Es una historia digna de ser recopilada con cada una de aquellas maravillosas vivencias suyas. Sobrarían argumentos apasionantes de su ejemplar vida.
Le di un tierno abrazo, pero confieso, dentro de mí, en mi subconsciente, sentí un profundo sentimiento de piedad y ternura, de inmensa gratitud; de tal manera; que llegó a conmoverme.

Al verle le dije en voz alta: - Gregorita, ¿quién fue, entre todos tus alumnos, uno de los niños más bueno y aplicado, el más estudioso y aseado con sus cuadernos, cuando nos dabas clase?..
– Tú, respondió ella, también emocionada, más que nada, por la forma poco habitual de asaltarle y en plena calle. Y a mi edad. ¡Qué abrazo tan emotivo!

No sé la razón, tal vez fuera, por que estamos muy transformados, desde más de sesenta años; y porque seguimos queriéndonos igual que fuera antes. Mi maestra querida, Gregorita Álvarez, como cariñosamente le decíamos. ¡Y cómo me comprendía entonces! Hoy, pese a los añadidos estéticos: palidez de la piel, arrugas y su expresión nostálgica en su melancólica mirada, frente a ella volví a sentirme como cuando era un niño, aquel muchacho que siempre le escuchaba con atención y le admiraba con desmedida devoción. - Tino, me decía, siéntate a mi lado.

En estos disuasorios instantes, me siento asaltado por los recuerdos. Aquello, más que una clase, era como un hogar acogedor, donde nos debatíamos inspirados por su incondicional afecto e interés por que aprendiéramos, para que supiéramos desenvolvernos en el futuro tan inmediato de nuestros días. Había que aprovechar el tiempo, estudiando y atendiendo los sabios consejos suyos.

Doña Gregoria Álvarez era como una madre para todos sus alumnos y de ella aprendimos las primeras luces de nuestra modesta cultura. Ella era el freno de la continuidad de todas nuestras dudas e inquietudes. Supo aclarar los caminos de esos habituales dilemas y nos deparó siempre los mejores consejos, para nunca ser esclavos de nuestra ignorancia. Gritaba insistentemente, para así despertar a nuestra conciencia y transmitirnos el máximo interés por aquellos pasajes de la vida que pudiéramos descuidar, dada nuestra corta edad, y que preservándolos ayudarían a entender mejor la difícil trama de aquellos conocimientos básicos. Desde la caligrafía elemental, hasta las primeras reglas pedagógicas y de urbanidad...

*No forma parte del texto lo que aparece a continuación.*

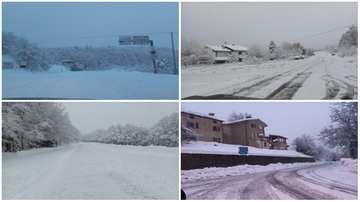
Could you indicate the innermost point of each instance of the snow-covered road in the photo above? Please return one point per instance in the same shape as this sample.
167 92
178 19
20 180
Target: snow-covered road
60 83
92 171
322 76
317 181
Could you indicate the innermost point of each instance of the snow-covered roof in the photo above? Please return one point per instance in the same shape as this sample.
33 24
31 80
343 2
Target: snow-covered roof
272 135
243 120
236 48
217 48
221 58
202 115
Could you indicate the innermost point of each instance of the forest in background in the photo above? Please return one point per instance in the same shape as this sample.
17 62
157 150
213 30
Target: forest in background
164 133
27 125
128 58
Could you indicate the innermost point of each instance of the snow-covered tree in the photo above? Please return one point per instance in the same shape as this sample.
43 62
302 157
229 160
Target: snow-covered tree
272 48
166 131
257 53
305 144
342 133
349 38
163 133
8 42
26 124
188 133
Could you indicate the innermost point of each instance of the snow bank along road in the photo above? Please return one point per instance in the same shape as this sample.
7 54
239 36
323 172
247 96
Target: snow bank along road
318 181
319 77
92 171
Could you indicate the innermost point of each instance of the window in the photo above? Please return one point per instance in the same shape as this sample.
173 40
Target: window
216 139
216 128
191 125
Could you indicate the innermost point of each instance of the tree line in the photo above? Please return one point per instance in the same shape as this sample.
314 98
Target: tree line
100 58
163 133
341 135
28 124
347 45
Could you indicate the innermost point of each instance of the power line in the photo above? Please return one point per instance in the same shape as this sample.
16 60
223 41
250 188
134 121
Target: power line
323 32
96 37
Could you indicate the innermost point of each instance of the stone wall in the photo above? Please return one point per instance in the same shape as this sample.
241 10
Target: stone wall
196 161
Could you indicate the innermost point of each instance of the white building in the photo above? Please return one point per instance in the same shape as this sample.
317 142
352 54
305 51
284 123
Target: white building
222 53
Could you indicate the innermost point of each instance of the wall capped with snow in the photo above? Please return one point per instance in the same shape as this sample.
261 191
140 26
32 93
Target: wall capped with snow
198 161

A nuestra edad, en circunstancias normales, encontrarnos y abrazarnos tan efusivamente, al menos, en lo que a mí respecta, ha sido una prueba indiscutible de ternura desbordante... Para ella, no sé, le vi un tanto desconcertada, casi sin tiempo para reflexionar, tal vez, pero en su dulce mirada adiviné la gratitud que sentía en esos momentos, más que nada, evocando aquella época llena de tantos sacrificios y a la vez, de incalculables satisfacciones. Seguramente, por su mente pasó un tropel de pensamientos y las párvulas imágenes de aquellos niños y muchachos adolescentes a quienes ella tanto amó; y descargó, en nuestro afortunado abrazo con ímpetus enternecedores, la grata sensación vivida en ese apasionado encuentro, que a la vez estaba despertando tan bellos instantes vividos hace ya muchos años....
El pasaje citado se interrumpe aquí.